Check your expectations (at the bathroom door)

Person with gas mask
Maria Matveeva

Director of Design

Maria Matveeva

This is what we walked through one Friday evening as we were leaving work.

The building we work in is under construction. There are many small and large annoyances that come with a live construction site nearby. One thing has been particularly awkward: access to our restrooms.

As you might suspect, most if not all construction workers are men. There is active pipe work going on in the building, so they often need to do work directly inside the women’s restroom at random times throughout the day. We would discover that a man is working on a ceiling duct in a space we expected to be for women only, and it has caused a considerable amount of tension.

While there may be many alternatives to doing construction work like this without warning, with less disruption of our work day, I had also started to question why this behavior felt like such an intrusion. After all, there are covered stalls with doors that go down close to the ground, so there’s still a significant amount of privacy.

The reason seems to be not the exposure itself, but the fact that a certain space (e.g. beyond the door that says “WOMEN”) has been designated for a specific use, and is limited to one gender. This situation is not default - in fact, there are a few alternatives:

Often located in smaller restaurants or coffee shops, a single-user bathroom normally does not have a gender restriction. One would simply wait for it to be vacant, and use it without a second thought.
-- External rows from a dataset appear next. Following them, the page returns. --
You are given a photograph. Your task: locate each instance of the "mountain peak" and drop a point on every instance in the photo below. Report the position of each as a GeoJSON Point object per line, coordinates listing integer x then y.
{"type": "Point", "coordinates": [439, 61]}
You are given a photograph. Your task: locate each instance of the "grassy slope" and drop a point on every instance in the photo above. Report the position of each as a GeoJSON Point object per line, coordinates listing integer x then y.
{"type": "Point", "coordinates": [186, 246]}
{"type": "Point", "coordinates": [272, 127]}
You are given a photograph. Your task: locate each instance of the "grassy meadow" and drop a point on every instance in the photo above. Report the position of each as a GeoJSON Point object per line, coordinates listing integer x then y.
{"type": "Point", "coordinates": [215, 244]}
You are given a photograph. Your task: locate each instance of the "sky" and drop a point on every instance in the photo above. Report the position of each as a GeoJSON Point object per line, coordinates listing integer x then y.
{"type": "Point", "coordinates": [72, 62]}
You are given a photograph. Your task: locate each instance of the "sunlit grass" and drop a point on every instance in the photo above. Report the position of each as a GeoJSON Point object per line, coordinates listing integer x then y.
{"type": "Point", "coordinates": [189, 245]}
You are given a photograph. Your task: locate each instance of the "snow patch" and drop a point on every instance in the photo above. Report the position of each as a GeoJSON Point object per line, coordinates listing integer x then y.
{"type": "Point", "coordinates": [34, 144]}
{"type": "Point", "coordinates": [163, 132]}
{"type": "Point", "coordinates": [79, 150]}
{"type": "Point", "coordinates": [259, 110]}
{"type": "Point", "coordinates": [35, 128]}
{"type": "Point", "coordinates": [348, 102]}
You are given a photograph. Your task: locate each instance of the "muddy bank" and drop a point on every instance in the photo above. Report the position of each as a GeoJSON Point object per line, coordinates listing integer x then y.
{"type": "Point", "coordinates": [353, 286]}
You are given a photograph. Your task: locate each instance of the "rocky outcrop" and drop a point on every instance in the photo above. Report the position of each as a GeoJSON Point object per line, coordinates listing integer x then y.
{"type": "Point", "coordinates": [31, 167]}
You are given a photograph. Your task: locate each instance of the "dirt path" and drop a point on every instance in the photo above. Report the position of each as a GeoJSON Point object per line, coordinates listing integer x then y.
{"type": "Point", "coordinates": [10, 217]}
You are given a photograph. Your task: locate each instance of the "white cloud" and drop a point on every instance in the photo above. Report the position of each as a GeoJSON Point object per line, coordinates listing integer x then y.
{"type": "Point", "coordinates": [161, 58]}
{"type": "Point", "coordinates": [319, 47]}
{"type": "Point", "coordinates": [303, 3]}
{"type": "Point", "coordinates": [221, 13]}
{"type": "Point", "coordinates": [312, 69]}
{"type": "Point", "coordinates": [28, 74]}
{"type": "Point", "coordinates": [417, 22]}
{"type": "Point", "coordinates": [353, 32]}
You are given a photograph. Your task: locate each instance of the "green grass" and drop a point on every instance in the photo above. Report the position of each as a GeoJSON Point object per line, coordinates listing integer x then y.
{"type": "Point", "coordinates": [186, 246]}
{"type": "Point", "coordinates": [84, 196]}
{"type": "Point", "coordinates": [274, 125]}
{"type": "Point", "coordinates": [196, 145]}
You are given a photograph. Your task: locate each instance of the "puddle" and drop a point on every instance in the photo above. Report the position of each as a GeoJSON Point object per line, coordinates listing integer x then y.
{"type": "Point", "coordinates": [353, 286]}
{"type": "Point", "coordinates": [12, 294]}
A “family” bathroom (explicitly marked as such) is for one or many users. It is roomier than the “regular” bathrooms next to it, and normally utilized by a parent with children, or someone using a wheelchair. Few eyebrows would be raised when several people at once, regardless of gender, walk out.

At MOMA PS1 there is an explicitly declared unisex shared restroom. It has three stalls (with doors) and a urinal facing the back wall. It is a bit unsettling to use for the first time, but the explicit declaration makes it feel like a shared awkward experience, rather than a disadvantage of one group of people or another.

In summary - our expectations always determine what we consider to be unacceptable. The example of bathrooms in our office building clearly shows that a construction worker’s expectation (“this is my work site”) and my female co-workers’ expectation (“this is a space for women only”) did not line up. More importantly, both parties were “right” in their own way.

To me as a designer, this awkward situation clearly illustrates how important it is to understand a client’s or a colleague’s expectations in any given situation. It is entirely possible – especially when working with a client in an industry I am not familiar with – to commit terrible missteps without even knowing they happened.

To avoid the kind of toxic misunderstanding, it is important to communicate assumptions (even the “duh!” kind) early on in a project. It may feel awkward to have to say out loud the things that you consider to be understood by everyone involved. Get over it. When you find and defuse that one thing you did not agree was a given, it will all be worth it.